GPU-Capable OLIVE Docker Installation and Setup

OLIVE Folder Structure Overview

The initial release of GPU-enabled OLIVE follows the structure described below. Note that this is similar overall to previous deliveries but differs significantly from both native linux-based packages and docker-based packages in the past regarding how the server is started and managed. The important differences can be seen in the oliveDocker/ directory. If the OLIVE package you were provided does not match this formatting, please refer to the appropriate setup guide for your delivery.

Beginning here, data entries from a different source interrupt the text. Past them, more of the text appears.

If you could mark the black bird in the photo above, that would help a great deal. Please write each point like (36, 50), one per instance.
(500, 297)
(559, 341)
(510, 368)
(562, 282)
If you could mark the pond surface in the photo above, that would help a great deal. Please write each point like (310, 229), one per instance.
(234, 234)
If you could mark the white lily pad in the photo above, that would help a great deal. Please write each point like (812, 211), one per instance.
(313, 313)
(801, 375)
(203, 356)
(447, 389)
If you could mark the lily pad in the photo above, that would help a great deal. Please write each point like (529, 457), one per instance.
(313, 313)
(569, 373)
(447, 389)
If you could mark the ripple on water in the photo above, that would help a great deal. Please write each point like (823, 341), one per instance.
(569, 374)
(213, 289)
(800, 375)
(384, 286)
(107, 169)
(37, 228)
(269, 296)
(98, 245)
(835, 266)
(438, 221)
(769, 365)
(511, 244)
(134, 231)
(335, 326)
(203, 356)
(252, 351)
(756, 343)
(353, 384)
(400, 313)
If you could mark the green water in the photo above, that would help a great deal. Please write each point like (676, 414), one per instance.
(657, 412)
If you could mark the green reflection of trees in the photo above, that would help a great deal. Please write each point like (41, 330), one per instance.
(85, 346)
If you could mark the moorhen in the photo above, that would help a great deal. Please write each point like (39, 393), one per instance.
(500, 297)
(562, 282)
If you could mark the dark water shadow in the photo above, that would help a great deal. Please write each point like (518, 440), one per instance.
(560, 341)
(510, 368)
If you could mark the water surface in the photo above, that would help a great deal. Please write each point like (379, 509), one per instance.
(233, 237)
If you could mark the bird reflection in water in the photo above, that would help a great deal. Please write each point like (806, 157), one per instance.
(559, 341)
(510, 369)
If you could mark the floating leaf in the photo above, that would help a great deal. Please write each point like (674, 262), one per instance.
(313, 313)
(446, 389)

The OLIVE delivery typically comes in a single archive:

olive5.5.0-DDMonthYYYY.tar.gz

That unpacks into a structure resembling:

- olive5.5.0
    - api - Java and Python example client API implementation code and CLI client utilities
        - java
        - python
    - docs/ - Directory containing the OLIVE documentation 
         - index.html - Open this in a web browser to view
    - oliveDocker/
        - olive+runtime-5.5.0-Ubuntu-20.04-x86_64.tar.gz - OLIVE Core Software and Runtime Bundle
        - Dockerfile
        - docker-compose.yml
    - OliveGUI/ - The OLIVE Nightingale GUI (not included in all deliveries)
        - bin/
            - Nightingale
    - oliveAppData/
        - plugins/
            - sad-dnn-v7.0.0 (example) – Speech Activity Detection plugin 
            - Actual plugins included will depend on the customer, mission, and delivery
    - oliveAppDataGPU/
        - plugins/
            - asr-end2end-v1.0.0 (example) - Speech Recognition (end-to-end) plugin configured to run on GPU
            - Actual plugins included will depend on the customer, mission, and delivery

The actual plugins included will vary from customer to customer, and may even vary between use case configurations within a customer integration.

Install and Start Docker

Before you can get started installing and running OLIVE, you'll need to make sure you have fully installed and configured Docker. The proper installation steps vary depending on your host OS, so please refer to the appropriate official Docker installation instructions:

Docker for Ubuntu is especially important to follow the official steps closely, as there are additional important post-installation steps to perform to make sure docker runs smoothly on your system.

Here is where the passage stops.